ECLI:NL:CRVB:2019:405
Centrale Raad van Beroep
- Hoger beroep
- Rechtspraak.nl
Beoordeling van de ontvankelijkheid van bezwaar tegen betalingsregeling bestuursrechtelijke premie
In deze zaak heeft de Centrale Raad van Beroep op 6 februari 2019 uitspraak gedaan in hoger beroep tegen een eerdere uitspraak van de rechtbank Noord-Nederland. De zaak betreft een bezwaar van appellant tegen een betalingsregeling die door het CAK is getroffen in verband met een bestuursrechtelijke premie.
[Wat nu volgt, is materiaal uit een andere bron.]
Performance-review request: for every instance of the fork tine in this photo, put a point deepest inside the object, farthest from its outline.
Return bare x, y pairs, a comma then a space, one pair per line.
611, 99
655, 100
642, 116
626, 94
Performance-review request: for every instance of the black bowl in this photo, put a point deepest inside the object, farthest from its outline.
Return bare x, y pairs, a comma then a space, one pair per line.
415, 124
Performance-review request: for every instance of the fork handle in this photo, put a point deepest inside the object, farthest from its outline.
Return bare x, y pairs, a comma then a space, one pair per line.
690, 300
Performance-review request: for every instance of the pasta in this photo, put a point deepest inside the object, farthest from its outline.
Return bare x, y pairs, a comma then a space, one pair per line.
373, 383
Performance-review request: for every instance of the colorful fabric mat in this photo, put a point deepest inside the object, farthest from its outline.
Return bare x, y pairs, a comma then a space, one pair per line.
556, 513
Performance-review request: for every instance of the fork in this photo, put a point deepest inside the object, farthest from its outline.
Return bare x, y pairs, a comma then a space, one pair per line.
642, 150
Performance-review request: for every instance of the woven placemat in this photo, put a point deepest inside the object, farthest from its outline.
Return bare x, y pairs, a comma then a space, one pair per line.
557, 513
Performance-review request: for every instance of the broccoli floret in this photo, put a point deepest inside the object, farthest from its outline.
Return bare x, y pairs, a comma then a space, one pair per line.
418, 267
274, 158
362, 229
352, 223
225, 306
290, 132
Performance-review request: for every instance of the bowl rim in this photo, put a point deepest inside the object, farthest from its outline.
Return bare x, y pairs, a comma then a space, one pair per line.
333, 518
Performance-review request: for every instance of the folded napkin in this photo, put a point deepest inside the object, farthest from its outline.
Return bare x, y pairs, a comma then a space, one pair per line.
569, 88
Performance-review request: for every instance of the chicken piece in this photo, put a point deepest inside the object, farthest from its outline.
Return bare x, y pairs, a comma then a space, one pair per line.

De rechtbank had het bezwaar van appellant niet-ontvankelijk verklaard, omdat de beroepsgronden niet gericht waren tegen het oordeel van de rechtbank over het bestreden besluit, maar enkel tegen de buitenlandbijdrage die volgens het CAK nog verschuldigd zou zijn. De Raad heeft vastgesteld dat de aangevochten uitspraak van de rechtbank terecht was, omdat de gronden van appellant niet konden leiden tot vernietiging van de uitspraak. De Raad heeft het hoger beroep van appellant afgewezen en de uitspraak van de rechtbank bevestigd. De proceskosten werden niet toegewezen, omdat er geen aanleiding voor was. De uitspraak is gedaan door een meervoudige kamer, met M.F. Wagner als voorzitter en L.M. Tobé en J.P.A. Boersma als leden, in aanwezigheid van griffier G.D. Alting Siberg.